后来这个蠢货就成了我的生命中最让我觉得离不开的人之一。


02.

田浣有个青梅竹马,叫周屿,也在A大,学土木工程,不过比我们高一届。

开学第二周的周六晚上,周屿请客,田浣想把我也拉去。

我不喜欢人多的场合,乱糟糟的,即使是高中的散伙饭,我也只呆了半个小时就果断提前撤退,所以我几乎是想都没想就拒绝的田浣的提议。

“除了咱俩就三个人,我都特别熟,都特别好相处,你和我一起去吧,正好认识认识,交个朋友,”田浣从柜子里拿出一条破洞的牛仔裤,回头对我说“你总这么闷着自己也不怕发霉长绿毛啊。”

我朝她翻了个白眼,又想了想,觉得有免费的晚餐还是不错的,反正我就埋头苦吃,少说话就行了,“嗯,那好吧。”

田浣回过头用一种很惊奇的眼神盯着我看了一会儿,似乎对我一瞬间的态度转变感到很惊讶,随后点了点头,道:“那现在就换衣服吧,一会儿就走。”


我和田浣到地方的时候已经有两个人在餐厅里等我们了,餐厅里是复古风格的装修,一进门就是一盏巨大的水晶灯,而我看着那盏长度相当于我身高的两倍的水晶吊灯默默地吞了吞口水。

果然是财大气粗,我今天算是来对了。

“周屿家是做房地产的,钱多得没事拿来折纸飞机玩,一会儿有什么想吃的尽管点,你要是不好意思说就告诉我,我帮你点,”说到这儿她忽然顿了顿,我以为她想起了什么重要的事,结果她只是摆摆手挑了挑眉,又接着说道,“唉,其实多半应该是我想多了,我看你平时也都挺不客气的。”

“哦。”我眯了眯眼睛,抿着唇朝她挤出一个笑容。

我想那个笑容应该是既虚假又狰狞且具有一定威胁性的,因为她立马换了一副嘴脸,双手握住我的两肩,一脸诚恳地说:“我的意思是,我的朋友就是你的朋友,有什么好客气的,对吧!”

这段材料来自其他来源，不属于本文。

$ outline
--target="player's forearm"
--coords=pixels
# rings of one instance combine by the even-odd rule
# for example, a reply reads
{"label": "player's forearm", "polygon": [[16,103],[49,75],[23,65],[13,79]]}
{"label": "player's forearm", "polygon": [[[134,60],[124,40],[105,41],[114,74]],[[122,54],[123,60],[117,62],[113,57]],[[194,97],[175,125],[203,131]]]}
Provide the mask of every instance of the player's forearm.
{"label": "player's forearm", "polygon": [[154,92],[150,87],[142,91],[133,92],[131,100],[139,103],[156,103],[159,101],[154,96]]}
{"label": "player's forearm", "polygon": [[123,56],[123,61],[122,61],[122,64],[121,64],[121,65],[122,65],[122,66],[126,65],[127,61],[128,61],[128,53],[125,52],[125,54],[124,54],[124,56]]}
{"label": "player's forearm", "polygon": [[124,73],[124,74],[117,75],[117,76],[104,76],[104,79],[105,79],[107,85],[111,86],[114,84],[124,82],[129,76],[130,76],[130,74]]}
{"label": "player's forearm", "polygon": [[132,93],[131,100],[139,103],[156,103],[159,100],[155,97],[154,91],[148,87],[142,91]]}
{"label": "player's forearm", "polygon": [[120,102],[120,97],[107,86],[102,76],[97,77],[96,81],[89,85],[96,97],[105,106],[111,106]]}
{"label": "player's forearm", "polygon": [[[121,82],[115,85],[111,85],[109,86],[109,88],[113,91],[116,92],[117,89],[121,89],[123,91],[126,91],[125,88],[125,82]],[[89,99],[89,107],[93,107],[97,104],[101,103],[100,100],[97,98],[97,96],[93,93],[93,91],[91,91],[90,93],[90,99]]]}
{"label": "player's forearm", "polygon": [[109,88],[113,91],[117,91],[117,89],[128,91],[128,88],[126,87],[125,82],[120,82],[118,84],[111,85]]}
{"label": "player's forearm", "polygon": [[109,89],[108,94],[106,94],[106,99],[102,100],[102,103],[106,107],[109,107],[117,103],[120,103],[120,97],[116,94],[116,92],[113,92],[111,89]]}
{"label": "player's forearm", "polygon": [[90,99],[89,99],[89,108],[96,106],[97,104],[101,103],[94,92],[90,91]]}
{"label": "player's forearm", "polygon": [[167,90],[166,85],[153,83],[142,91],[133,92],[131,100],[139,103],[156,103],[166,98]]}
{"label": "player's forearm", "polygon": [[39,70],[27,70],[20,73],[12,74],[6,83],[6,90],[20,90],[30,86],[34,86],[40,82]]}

他们选了一张靠窗的桌子,我跟着田浣走过去的时候,那两个人就从各自的座位上站了起来,然后我就听见田浣小声嘟囔了一句“还起立迎接,怎么以前我都没有这待遇。”

我满意地笑笑,没出声。

通过田浣的介绍,我知道了那个又瘦又高的有着小麦色皮肤的人就是周屿,不过他看起来到真是没什么富二代的架子,而旁边的那个比周屿略矮一些,将头发染成深棕色烫了些不大明显的卷的小白脸是顾禾枫。我只是简单地和他们自我介绍了几句,他们显然已经对我有所了解。

通过他们的对话,我得知那个还没来的人叫做江沅。

江沅,这是我第一次听到这个名字。


03.

那天的那顿饭好不好吃,我和他们都聊了些什么,吃完以后几点回的学校,坐的是出租车还是公交车,后来这些我都不记得了。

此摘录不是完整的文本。